When we changed the rendering pipeline with Beta 3, we intended to move ShiVa into a better, more future-proof direction, that would give us lots of room for exciting new features in the future. Unfortunately, this also broke backwards compatibility with older ShiVa 1.9.2 generated STK packs. We are going to remedy this problem with Beta 4. In the Authoring Module, you will find a new target named ShiVa. From here, you can generate STKs containing either games or just resources, as well as STE packages. Naturally, these new STKs will be fully compatible with the new engine shaders.

For everyone working with Android, we are very pleased to tell you that ShiVa is now supporting Android Studio, which means error messages caused by newer SDK/NDK combinations that plagued your 1.9.2 development pipeline should be a thing of the past. We have a tutorial on the new process in our online docs.

androidstudio

As software engineers, we are naturally most excited about the changes under the hood. The Editor interface, which was previously rendered using Qt4, is now powered by modern Qt5 libraries. This might not sound like a big change, but in fact it completely overturned our schedule for this release. That means you are not getting the full feature set we originally envisioned for this release, but instead something much more valuable in the long run: optimization and performance. Previous Beta versions of ShiVa 2.0 have been rightfully criticized for loading assets and games much more slowly than 1.9.2, along with the framerate lock of 30 FPS on some hardware configurations. Qt5 forced us to implement some previously neglected enhancements, which led to a much needed performance boost. We are now able of reaching framerates well beyond 60 fps Vsync and hundreds to literally thousands of frames unsynced – depending on hardware configuration and scene complexity of course. These improvements carry over to all platforms, including Linux and the open source driver world, which now deliver playable framerates with most of the engine rendering features supported.

magnifyingFPS

The Apple TV engine has evolved and become a truly separate target with plugin support, not just an iOS afterthought. Beta 4 also adds full support for the Apple TV touch remote. We have mapped the touchpad to a conventional controller stick and Menu, Play as well as the Click to joypad buttons. The gyro is fully mapped too, of course.
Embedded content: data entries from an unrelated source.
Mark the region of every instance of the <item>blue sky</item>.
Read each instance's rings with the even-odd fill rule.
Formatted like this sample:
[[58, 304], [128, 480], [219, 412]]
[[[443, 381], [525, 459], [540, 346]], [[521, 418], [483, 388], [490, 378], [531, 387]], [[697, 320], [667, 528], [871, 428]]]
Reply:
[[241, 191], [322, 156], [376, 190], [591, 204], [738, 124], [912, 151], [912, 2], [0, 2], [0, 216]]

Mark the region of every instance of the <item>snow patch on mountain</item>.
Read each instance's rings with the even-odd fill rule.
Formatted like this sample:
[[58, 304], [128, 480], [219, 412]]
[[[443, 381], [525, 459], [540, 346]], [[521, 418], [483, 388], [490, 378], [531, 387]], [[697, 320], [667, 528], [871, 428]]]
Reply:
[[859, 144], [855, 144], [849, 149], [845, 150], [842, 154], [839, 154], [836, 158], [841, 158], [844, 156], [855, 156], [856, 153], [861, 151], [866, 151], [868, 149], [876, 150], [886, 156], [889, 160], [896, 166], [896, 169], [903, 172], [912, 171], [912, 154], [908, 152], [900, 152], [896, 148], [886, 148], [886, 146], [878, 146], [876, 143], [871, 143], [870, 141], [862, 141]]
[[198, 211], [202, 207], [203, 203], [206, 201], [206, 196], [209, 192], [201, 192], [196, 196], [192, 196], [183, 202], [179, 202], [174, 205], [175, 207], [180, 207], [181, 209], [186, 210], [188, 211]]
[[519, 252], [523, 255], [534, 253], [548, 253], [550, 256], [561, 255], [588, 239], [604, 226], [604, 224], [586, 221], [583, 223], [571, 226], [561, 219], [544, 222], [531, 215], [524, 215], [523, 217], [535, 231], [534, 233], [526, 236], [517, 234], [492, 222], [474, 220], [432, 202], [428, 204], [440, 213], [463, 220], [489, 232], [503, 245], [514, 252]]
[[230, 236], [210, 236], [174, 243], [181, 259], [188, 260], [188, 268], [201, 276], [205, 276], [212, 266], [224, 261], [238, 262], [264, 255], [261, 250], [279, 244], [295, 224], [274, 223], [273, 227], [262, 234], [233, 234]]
These are the big changes waiting for you in Beta 4. However we have added numerous tweaks to almost every module, and updated all the engine ports to support the current S3DX SDK. We hope you will enjoy these little changes wherever you may find them, because they add significantly to a smoother and more satisfying editing experience.

More Betas coming soon

The move to QT5 was much more work than originally anticipated, but we are now back on track working on the last missing modules. We are determined to ship a first public release of ShiVa 2.0 as soon as possible next year. Beta 4 was released just a little over a month after Beta 3.1, and we intend to keep the development momentum and bring you more Betas in quicker succession. Please make good use of our Beta website and especially our bugtracker. If you have already reported on our system, please check whether your bug has been fixed with the new version and close or bump the threat (add a note) when appropriate.